Une relation en bonne intelligence avec les autres parties prenantes

La végétation ayant trois semaines d’avance et la météo pluvieuse dans la région engendrent beaucoup de travail dans la vigne. Les viticulteurs adhérents à la coopérative portent un regard un peu décalé sur la crise, « d’autant que les résultats commerciaux étant moins impactés que ce que nous avions présagés, ils ne paniquent pas. »

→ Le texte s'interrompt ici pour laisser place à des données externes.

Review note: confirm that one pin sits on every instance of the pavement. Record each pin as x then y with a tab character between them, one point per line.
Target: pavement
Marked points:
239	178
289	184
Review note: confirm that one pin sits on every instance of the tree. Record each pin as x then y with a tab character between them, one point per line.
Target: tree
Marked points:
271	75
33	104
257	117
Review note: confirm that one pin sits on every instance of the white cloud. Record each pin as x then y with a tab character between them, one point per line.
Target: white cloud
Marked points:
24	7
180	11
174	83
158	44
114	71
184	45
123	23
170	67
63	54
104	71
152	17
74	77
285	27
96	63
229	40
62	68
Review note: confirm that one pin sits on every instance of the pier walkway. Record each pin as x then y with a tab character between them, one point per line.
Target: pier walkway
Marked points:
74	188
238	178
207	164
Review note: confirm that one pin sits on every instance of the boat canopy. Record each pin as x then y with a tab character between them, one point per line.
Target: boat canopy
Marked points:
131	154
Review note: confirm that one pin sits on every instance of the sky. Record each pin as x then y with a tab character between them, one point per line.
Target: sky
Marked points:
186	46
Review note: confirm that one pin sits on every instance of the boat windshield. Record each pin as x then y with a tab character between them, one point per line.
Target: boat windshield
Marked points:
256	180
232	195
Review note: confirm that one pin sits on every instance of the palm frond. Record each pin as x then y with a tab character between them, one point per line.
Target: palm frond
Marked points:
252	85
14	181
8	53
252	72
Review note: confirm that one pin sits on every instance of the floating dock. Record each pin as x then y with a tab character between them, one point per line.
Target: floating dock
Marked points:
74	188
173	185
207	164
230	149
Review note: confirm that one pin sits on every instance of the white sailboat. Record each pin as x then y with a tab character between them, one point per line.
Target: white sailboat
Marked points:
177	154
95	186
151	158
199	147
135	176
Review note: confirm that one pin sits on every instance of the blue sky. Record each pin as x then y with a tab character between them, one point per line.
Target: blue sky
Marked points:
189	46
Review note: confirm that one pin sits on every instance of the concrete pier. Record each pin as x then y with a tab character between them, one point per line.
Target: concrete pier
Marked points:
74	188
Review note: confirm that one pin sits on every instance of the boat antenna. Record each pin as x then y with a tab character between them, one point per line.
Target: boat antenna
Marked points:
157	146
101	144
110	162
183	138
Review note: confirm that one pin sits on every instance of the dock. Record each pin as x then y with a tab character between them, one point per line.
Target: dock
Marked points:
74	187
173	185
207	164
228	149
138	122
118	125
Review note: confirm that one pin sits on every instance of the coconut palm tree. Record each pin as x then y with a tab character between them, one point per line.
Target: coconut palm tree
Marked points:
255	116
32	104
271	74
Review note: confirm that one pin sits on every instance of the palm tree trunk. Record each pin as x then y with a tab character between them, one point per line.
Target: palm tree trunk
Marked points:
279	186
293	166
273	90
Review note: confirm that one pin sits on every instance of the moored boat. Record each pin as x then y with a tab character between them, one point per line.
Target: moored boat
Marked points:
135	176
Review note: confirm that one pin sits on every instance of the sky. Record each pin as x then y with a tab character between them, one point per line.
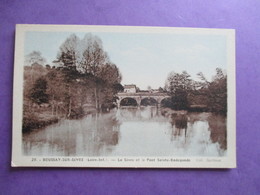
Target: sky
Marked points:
145	59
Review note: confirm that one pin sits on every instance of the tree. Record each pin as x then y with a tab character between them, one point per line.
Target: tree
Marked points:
215	91
34	57
179	86
68	55
38	92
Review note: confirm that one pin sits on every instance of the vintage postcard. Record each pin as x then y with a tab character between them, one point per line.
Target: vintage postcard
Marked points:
123	96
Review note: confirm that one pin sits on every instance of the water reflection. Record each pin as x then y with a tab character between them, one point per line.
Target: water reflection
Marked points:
132	132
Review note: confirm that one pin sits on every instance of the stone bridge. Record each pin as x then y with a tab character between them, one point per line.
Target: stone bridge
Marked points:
141	96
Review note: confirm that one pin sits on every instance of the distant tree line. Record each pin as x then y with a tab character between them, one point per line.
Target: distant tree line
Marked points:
188	94
83	76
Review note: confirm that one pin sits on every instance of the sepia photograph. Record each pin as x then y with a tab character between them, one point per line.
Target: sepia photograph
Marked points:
121	96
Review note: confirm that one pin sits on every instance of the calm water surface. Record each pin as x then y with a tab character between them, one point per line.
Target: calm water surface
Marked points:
131	132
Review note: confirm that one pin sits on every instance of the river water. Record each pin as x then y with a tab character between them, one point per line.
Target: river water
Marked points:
131	132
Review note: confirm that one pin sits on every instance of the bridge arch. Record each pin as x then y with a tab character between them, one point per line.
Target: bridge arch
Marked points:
128	101
148	101
166	102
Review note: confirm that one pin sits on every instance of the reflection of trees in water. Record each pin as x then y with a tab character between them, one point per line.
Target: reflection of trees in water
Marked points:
179	124
218	130
105	131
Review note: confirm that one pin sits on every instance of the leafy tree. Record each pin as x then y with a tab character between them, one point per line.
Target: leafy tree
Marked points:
38	92
179	86
34	57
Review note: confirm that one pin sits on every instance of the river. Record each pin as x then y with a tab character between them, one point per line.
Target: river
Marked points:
131	132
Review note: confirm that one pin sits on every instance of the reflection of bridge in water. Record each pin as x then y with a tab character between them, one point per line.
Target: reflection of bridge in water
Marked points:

Situation hétérogène du côté des fournisseurs. Si la coopérative a connu peu de problèmes avec les producteurs de bouteilles ou les cartonniers, car ce sont des grands groupes qui ont su reporter leur production, elle a connu plus de soucis avec les petits fournisseurs, les imprimeurs d’étiquettes notamment. La coopérative réfléchit donc à revoir ses achats de façon à ne plus confier une ligne de produits à un seul fournisseur. Reprenant l’exemple des étiquettes, « elle envisage de scinder son marché et de s’adjoindre les services d’un imprimeur, plus petit et plus proche géographiquement, pour 20% de ces achats ».

 

« Mon centre cède, ma droite recule, situation excellente, j'attaque »

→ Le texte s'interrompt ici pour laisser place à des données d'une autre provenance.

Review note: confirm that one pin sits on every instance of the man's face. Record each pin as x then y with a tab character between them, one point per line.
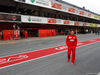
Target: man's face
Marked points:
72	32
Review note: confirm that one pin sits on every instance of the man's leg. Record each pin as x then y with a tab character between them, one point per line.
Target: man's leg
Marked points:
73	54
69	53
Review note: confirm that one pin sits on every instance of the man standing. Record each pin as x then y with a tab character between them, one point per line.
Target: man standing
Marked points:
71	42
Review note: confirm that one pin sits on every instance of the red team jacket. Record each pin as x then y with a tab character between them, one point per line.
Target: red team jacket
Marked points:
71	40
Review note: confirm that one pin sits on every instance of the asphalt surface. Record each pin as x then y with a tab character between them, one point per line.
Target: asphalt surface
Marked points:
87	58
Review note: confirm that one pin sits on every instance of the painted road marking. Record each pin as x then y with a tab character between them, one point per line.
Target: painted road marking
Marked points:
19	58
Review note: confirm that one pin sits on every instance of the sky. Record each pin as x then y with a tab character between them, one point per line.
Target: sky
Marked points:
92	5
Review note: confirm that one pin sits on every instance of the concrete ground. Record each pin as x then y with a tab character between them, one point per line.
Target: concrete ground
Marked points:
87	58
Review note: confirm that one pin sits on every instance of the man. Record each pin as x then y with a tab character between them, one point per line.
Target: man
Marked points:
71	42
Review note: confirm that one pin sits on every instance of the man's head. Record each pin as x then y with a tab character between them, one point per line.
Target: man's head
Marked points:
72	32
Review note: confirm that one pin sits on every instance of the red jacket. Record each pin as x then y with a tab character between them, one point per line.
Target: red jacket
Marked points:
71	40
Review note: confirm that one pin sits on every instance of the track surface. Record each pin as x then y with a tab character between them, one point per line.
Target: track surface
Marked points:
87	59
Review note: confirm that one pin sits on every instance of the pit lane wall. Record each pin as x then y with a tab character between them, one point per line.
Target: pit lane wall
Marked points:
55	5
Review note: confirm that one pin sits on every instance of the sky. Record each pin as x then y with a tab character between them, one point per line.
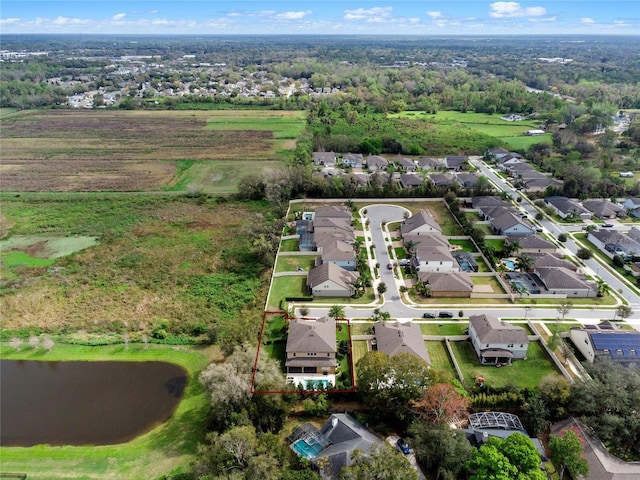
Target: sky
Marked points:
383	17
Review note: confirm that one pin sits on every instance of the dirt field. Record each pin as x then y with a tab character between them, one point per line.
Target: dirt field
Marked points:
67	150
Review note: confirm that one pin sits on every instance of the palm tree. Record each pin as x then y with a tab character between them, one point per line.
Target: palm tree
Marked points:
336	312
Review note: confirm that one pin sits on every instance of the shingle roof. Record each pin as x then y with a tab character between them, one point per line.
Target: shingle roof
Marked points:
490	330
317	336
401	337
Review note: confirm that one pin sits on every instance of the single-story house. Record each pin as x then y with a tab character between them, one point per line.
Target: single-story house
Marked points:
602	465
419	223
328	159
330	280
397	337
353	160
606	340
603	208
510	225
447	284
495	341
311	349
455	162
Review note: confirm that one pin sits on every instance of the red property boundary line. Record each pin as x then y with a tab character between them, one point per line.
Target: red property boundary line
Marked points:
297	390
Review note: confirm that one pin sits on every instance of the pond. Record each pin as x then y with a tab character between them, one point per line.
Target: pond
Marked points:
85	403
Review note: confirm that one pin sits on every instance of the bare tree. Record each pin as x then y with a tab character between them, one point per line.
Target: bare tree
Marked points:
16	343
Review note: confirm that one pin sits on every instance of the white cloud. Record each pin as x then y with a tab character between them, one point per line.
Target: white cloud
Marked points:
375	14
293	15
514	9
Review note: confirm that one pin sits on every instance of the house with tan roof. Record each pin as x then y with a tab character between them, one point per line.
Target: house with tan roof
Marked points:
495	341
397	337
311	349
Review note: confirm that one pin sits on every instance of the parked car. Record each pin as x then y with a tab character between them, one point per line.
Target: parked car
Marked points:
403	447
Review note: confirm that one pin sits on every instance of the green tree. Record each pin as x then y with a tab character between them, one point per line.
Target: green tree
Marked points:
382	463
567	453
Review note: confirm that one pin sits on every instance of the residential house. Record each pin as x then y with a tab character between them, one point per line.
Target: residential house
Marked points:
376	162
606	340
614	243
420	223
467	180
495	341
532	244
602	465
442	179
567	207
564	281
311	349
410	180
447	284
428	163
603	208
632	205
330	280
327	159
353	160
342	436
455	162
393	338
510	225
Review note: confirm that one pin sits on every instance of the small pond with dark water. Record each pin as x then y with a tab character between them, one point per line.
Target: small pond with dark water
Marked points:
85	403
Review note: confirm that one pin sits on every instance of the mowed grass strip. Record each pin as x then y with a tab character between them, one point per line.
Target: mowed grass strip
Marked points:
169	447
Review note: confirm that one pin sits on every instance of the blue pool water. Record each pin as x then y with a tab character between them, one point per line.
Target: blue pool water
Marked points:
306	448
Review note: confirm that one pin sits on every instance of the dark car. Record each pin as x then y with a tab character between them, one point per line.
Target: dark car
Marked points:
403	447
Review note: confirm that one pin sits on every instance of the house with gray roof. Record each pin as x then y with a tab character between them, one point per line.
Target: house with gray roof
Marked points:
311	349
563	281
330	280
606	340
420	223
447	284
495	341
602	465
328	159
510	225
603	208
397	337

Cette citation du Maréchal Foch illustre parfaitement comment Les Vignerons de Buzet vont ré-interroger leur modèle. S’il est encore tôt pour tirer des conclusions définitives, la crise va « servir à s’alléger de certaines habitudes futiles qui n’ont finalement aucune utilité ou à procéder à des réglages dans l’organisation. » Mais surtout, le Directeur général réfléchit déjà à retravailler la stratégie de l’entreprise « pour aller un peu plus loin, passer à l’étape suivante et intégrer des notions de l’entreprise contributive dans la gouvernance. Il faut transcender les contraintes et en profiter pour se réinventer. »

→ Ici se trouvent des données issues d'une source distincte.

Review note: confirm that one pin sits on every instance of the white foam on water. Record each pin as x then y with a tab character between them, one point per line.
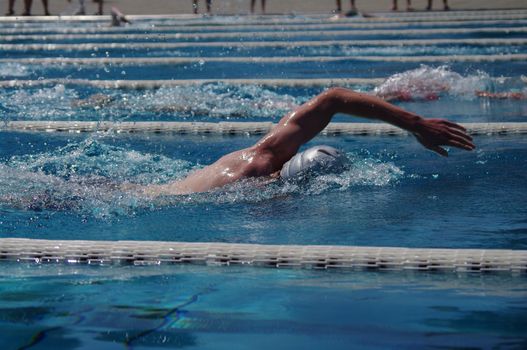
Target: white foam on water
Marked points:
91	178
429	83
14	70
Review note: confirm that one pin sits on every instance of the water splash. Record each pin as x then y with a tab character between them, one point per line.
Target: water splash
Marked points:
87	178
217	101
84	177
429	83
14	70
45	103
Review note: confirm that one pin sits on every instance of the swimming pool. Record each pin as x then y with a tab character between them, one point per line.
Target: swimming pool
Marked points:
65	186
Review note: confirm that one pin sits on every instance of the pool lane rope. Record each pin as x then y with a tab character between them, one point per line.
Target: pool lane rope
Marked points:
262	44
239	128
463	15
160	29
142	61
273	34
278	256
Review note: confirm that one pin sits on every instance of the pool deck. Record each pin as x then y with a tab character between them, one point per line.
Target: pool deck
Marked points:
273	7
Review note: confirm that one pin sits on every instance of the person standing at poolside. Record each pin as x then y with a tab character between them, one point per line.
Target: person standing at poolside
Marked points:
27	7
253	3
408	5
353	8
82	9
195	6
274	151
445	5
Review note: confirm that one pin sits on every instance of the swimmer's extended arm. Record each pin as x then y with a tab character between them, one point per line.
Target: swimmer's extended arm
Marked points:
308	120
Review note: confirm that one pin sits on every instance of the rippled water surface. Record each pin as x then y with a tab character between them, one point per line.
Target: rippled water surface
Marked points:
391	192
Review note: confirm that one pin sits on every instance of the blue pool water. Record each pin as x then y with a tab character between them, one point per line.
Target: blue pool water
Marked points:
391	193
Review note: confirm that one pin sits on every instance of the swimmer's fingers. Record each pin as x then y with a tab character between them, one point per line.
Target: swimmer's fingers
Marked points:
454	125
461	141
460	133
432	146
439	150
461	145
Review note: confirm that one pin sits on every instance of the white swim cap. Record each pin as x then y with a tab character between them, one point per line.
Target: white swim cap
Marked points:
318	158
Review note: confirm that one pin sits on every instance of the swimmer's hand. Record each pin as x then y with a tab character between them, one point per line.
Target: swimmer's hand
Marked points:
434	133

La restauration représentant 30% de leur activité, les Vignerons de Buzet ont besoin de savoir quand ce secteur va redémarrer. Et quels acteurs vont reprendre ? Dans quel état ? Quel établissement sera assez solide pour se remettre de cette crise ? Mêmes questions vis-à-vis des consommateurs. Ces derniers ont non seulement beaucoup stocké en début d’épidémie et ils vont écouler leurs stocks avant de revenir en magasin mais ils ont également beaucoup épargné. Quand vont-ils reprendre leurs achats de vins ? Au niveau de l’export, si la coopérative « n’a jamais autant livré au Canada », elle ressent un frémissement au Japon mais la Chine et les États-Unis sont toujours à l’arrêt.

À ces interrogations s’ajoute un questionnement sur le comportement des autres acteurs économiques. Les Vignerons de Buzet espèrent que la reprise ne donnera pas lieu à une « guerre des prix qui ne sera profitable ni à l’emploi, ni à la création de valeur en général ».